I've been looking at the Python code.

  1. The ghosts in the send_ghosts method are taken from data[0] and data[-1]. Actually I think they should come from data[1] and data[-2] for reasons that become obvious when you stare at it.

  2. In Python, the leftmost worker and the rightmost worker are not connected. In the Swift version, the space is modelled as a circular array. I think this means that Python is modelling a rod, while Swift is modelling a torus. This has implications for approaches to data localisation along the lines of rod-easy torus-hard.

  3. The timer in Python is not started until the workers and their data have been initialised. In Swift the timer is started immediately so it includes the initialisation of data structures.

  4. The for await loop at line 79 of the Swift code is not necessary and it is just destroying performance.

I re-tested after moving the Python timing code to measure the whole runtime -- given that the objective is to compare language concurrency features then it seems reasonable to include this as overhead. I also removed all of the threading code in a version of the Python so it's just vectorising through NumPy.

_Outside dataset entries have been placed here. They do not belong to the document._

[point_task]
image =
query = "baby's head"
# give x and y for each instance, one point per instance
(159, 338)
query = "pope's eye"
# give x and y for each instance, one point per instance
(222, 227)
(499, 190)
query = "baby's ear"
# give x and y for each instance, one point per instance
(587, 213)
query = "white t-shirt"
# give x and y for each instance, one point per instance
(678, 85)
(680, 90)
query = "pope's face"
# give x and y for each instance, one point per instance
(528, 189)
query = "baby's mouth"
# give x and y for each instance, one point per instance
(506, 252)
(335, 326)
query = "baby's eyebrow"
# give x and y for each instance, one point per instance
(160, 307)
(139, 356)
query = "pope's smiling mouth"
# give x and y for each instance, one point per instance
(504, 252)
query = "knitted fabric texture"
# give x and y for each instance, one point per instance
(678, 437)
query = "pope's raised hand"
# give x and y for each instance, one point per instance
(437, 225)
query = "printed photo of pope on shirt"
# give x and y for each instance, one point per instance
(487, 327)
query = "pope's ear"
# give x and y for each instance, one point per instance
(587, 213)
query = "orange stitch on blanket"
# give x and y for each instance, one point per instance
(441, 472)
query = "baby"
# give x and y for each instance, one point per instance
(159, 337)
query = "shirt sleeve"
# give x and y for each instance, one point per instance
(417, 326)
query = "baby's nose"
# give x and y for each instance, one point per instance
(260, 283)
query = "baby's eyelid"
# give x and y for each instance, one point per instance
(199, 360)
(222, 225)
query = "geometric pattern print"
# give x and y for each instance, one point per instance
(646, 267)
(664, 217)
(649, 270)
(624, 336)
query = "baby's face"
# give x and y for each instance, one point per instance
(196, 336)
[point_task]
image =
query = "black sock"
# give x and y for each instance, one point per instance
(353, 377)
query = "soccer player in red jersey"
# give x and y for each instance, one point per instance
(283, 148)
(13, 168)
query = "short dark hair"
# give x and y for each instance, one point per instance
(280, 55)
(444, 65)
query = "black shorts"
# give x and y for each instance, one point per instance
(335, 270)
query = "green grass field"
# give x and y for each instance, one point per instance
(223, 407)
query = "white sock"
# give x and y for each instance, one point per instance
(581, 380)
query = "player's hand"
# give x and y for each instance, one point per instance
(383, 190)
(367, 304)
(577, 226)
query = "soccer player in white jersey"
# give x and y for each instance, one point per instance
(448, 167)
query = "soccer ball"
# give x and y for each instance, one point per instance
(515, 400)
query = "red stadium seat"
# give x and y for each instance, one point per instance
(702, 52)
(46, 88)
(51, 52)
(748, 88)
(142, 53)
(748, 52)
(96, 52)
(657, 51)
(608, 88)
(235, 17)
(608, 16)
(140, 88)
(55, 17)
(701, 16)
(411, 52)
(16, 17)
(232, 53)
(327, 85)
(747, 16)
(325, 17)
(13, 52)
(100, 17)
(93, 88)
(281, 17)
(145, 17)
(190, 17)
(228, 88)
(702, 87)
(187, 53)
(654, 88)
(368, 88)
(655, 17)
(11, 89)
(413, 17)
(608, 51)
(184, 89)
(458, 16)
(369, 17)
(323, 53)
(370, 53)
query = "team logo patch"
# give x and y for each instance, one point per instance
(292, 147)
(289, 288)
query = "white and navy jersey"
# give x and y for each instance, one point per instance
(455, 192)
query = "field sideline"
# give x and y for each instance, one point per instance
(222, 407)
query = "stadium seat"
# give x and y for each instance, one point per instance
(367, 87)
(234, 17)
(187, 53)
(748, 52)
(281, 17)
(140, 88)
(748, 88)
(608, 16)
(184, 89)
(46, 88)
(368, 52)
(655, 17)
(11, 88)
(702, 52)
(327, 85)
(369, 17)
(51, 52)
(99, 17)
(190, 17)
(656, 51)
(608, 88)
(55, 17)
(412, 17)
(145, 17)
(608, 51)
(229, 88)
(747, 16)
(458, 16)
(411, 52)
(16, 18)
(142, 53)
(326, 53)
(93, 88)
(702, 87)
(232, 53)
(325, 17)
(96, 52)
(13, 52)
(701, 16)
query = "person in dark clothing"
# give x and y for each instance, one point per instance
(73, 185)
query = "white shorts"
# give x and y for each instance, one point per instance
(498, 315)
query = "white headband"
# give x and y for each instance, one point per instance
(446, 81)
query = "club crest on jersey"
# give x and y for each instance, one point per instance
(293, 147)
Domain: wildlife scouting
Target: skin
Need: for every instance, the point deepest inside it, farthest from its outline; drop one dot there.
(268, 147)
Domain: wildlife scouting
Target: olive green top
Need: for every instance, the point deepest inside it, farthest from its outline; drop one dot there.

For a symmetrical workload at 10 10000 10000:

  • Swift Task-based = 0.38 secs.
  • Swift Vectorised = 0.04 secs.
  • Python Threading = 4.6 secs.
  • Python NumPy = 0.17 secs.
5 Likes

Thanks. Meanwhile, we changed the python code to use the same structure and initial conditions.

Would you mind sharing your code?

I am working on new version and would appreciate to look at the code.

Sure, I've added the other versions to the Gist: Async Heat Equation · GitHub

The change in the Python code is mostly adding and then commenting-out print statements! I enjoyed looking at how it works.